I’m a former MPS teacher, former student, parent of two MPS grads and the parent of one student. I have deep ties to this district and a deep love for all of its students and staff. I say this to clarify my point of view, as I don’t want my words to be misinterpreted as being somehow hostile to the people who put their hearts and souls into caring for the wonderful kids in Minneapolis. I have nothing but love for this community. But. My god. The poor communication, obfuscation and absolute lack of details, instructions, possibilities and accountability has been ABYSMALLY BAD. I’m honestly shocked at the anemic attempts at communications – each sentence gummed up with passive construction, nonspecific jargon and vague worries. WHO IS WRITING THESE THINGS AND WHY ARE THEY SO TERRIBLE AT THEIR JOBS? And, even worse, why are they refusing to be forthcoming with the families and staff members? With each day that passes, my confidence in the people in the Davis Center drops even further. They have offered no hotlines to offer more information (just try getting anyone in that building to answer their phone!), no meetings where parents can ask questions, no forums, and have brought in no experts to explain things to the public. There’s not even a FAQ page to get ahead of commonly asked questions in an obvious, accessible place. These are basic things!

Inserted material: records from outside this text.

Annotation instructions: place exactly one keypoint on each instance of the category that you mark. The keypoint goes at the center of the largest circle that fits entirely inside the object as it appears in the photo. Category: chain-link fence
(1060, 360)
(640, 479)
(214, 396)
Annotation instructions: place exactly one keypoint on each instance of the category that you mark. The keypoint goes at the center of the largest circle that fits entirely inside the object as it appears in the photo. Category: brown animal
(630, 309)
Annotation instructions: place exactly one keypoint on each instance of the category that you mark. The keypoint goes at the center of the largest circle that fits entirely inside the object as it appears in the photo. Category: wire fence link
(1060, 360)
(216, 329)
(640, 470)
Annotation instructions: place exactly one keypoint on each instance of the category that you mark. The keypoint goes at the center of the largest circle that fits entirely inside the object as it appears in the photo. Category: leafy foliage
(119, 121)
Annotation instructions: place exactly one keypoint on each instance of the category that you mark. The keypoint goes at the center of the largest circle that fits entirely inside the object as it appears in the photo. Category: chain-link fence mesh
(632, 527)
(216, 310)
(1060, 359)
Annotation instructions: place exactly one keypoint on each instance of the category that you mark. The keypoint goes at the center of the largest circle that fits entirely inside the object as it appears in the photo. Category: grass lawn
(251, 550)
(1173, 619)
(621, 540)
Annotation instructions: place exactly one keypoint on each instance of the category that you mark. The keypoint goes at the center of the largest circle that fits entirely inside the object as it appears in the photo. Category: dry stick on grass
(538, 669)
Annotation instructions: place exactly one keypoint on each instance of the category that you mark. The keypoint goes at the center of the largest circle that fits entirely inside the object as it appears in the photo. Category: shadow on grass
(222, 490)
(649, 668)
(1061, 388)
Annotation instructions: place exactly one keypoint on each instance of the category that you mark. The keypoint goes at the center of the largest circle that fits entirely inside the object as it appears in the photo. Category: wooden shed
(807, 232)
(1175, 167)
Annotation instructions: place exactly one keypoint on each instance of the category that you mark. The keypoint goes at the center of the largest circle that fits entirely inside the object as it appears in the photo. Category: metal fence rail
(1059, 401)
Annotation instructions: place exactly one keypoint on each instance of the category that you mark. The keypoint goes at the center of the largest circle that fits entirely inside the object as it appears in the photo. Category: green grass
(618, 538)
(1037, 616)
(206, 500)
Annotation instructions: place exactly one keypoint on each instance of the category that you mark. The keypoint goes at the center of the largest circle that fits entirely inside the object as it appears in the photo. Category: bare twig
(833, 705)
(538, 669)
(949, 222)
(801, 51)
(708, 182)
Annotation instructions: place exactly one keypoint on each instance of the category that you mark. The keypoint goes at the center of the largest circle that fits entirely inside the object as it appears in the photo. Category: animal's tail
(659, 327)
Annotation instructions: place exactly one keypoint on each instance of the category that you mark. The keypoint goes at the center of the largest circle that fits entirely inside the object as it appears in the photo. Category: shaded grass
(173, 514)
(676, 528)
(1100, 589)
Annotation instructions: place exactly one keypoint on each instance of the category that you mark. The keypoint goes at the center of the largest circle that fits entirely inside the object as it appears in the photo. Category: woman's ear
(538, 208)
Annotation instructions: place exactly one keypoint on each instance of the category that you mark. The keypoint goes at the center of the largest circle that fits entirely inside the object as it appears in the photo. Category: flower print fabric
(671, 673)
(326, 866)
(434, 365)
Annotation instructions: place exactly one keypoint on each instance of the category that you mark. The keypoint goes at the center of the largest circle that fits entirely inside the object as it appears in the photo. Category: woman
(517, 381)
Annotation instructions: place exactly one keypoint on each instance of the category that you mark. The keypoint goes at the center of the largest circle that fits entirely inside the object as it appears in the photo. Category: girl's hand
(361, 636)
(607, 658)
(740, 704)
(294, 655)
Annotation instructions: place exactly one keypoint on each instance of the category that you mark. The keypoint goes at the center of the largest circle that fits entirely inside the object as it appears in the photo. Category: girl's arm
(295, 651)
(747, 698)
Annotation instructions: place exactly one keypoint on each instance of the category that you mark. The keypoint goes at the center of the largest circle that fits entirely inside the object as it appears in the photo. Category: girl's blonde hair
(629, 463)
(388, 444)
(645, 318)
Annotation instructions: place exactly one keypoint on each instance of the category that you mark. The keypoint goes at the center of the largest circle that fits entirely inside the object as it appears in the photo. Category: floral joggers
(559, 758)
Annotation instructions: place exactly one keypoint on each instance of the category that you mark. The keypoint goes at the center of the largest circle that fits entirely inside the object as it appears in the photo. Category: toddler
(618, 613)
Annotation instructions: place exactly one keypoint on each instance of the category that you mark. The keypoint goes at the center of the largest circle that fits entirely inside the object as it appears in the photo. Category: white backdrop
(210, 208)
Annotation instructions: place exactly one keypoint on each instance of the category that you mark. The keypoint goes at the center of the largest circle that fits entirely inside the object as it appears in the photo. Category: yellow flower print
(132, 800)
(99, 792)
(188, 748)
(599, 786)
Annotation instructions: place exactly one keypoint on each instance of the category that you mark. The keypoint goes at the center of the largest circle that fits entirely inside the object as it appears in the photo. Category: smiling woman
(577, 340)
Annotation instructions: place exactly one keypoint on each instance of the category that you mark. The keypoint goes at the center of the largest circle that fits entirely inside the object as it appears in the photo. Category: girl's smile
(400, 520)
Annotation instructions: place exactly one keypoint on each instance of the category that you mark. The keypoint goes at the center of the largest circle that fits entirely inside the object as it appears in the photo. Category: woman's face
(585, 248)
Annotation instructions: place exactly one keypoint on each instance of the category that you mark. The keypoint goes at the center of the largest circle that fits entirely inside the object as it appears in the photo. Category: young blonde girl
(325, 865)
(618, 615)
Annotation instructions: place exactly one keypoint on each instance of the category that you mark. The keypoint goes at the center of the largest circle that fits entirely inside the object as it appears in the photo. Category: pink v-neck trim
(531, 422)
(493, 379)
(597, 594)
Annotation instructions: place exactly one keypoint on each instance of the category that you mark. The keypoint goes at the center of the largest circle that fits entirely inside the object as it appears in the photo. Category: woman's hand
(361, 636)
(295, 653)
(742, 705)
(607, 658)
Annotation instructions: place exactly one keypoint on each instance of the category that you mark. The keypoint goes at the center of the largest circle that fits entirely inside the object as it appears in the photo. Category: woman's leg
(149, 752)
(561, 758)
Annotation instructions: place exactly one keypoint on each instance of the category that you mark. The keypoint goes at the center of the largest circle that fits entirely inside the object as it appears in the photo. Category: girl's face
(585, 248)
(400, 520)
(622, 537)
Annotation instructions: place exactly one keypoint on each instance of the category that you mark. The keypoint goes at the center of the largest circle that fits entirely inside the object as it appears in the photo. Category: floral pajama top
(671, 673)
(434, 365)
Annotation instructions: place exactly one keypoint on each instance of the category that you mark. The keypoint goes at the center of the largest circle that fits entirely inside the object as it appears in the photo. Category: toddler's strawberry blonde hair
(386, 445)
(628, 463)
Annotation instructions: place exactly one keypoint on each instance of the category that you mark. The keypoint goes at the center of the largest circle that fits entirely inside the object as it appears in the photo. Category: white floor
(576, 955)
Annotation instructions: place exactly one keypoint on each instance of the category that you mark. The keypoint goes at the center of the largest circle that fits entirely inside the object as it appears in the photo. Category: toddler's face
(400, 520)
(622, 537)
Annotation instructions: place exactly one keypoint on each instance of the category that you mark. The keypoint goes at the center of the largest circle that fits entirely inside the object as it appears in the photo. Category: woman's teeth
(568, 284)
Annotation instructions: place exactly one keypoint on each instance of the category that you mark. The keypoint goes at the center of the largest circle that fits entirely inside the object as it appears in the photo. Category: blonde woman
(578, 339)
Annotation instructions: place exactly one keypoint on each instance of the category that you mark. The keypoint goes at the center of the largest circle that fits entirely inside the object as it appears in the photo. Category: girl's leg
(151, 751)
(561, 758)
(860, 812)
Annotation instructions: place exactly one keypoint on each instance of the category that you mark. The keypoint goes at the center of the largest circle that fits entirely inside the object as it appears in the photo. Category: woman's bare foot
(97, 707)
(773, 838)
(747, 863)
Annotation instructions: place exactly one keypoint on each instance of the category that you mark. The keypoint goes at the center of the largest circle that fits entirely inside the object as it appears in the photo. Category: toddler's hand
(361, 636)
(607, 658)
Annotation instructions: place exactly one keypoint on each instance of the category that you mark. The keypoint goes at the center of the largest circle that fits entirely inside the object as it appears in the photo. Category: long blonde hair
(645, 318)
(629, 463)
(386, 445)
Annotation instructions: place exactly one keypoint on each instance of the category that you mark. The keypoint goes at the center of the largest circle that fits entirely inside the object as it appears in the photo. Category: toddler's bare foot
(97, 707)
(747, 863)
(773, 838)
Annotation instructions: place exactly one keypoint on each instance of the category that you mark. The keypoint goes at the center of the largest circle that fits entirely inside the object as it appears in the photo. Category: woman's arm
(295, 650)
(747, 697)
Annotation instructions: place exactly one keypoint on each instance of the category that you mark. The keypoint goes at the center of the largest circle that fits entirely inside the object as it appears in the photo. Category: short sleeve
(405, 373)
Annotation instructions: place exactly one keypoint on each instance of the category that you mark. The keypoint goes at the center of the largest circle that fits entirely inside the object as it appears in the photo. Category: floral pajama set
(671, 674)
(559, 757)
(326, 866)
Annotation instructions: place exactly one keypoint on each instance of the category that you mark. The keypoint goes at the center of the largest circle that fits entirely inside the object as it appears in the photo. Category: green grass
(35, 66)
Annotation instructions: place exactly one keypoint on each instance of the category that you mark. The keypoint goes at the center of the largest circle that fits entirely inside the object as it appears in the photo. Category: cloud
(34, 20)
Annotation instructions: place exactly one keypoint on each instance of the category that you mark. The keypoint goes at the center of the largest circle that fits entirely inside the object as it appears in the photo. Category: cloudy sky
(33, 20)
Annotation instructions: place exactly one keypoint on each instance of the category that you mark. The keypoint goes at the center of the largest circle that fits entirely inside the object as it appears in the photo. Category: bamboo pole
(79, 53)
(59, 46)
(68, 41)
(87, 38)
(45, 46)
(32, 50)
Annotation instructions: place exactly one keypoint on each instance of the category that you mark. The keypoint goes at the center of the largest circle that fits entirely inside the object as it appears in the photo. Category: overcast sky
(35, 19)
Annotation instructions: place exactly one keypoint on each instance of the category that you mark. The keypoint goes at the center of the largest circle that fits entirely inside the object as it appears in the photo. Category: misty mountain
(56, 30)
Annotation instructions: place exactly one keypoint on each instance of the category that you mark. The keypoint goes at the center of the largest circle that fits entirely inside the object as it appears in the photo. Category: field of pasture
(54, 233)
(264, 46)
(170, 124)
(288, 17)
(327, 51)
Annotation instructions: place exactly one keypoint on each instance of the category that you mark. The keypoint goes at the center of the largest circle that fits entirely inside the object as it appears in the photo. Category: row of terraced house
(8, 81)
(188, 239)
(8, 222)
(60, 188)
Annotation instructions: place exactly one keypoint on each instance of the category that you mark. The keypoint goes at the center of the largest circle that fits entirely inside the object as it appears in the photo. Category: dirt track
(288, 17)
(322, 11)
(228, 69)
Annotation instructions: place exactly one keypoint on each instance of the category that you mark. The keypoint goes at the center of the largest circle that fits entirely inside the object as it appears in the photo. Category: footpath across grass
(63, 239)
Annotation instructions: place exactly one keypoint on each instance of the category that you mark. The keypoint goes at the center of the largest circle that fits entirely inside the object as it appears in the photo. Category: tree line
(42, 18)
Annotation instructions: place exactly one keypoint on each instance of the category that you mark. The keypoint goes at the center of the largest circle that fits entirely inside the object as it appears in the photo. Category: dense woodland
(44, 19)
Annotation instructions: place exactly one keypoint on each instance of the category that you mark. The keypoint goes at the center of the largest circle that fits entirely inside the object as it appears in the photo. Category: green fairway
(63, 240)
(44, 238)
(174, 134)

Look, it’s important to remember that no one wants to be hacked and the people at fault here are the hackers themselves, and not the cash-strapped district. The reason why so many districts got hacked last year (42! That’s so many! And it’s going to be more this year!) is because criminals are lazy. They go after easy targets who are less likely to have the best guardrails in place – so schools, small colleges, small businesses, the elderly and likely churches too. These are entities who can’t afford the latest in cyber security. But it’s important to not let shame and embarrassment get in the way of good communication and rallying the support of the community to help to problem-solve. There are parents in this community who are cyber security experts who can and would be willing to share their expertise with the district, but that can’t happen if the district won’t even admit the scope of the problem, or the details that led to this disaster. The people who committed this crime are not only bad people, but cowardly to boot. They have gone after an organization that cares for vulnerable children, and are therefore putting those children at risk. We need everyone – everyone in our whole community – working together to keep those kids safe, and to prevent anything like this from happening again. It’s time to come clean, MPS. Full transparency. A fully detailed accounting. Even the things that you wish we didn’t know. Because when it’s clear that things are worse than you’re letting on, it makes us wonder what ELSE you’re not telling us. That’s no way to lead.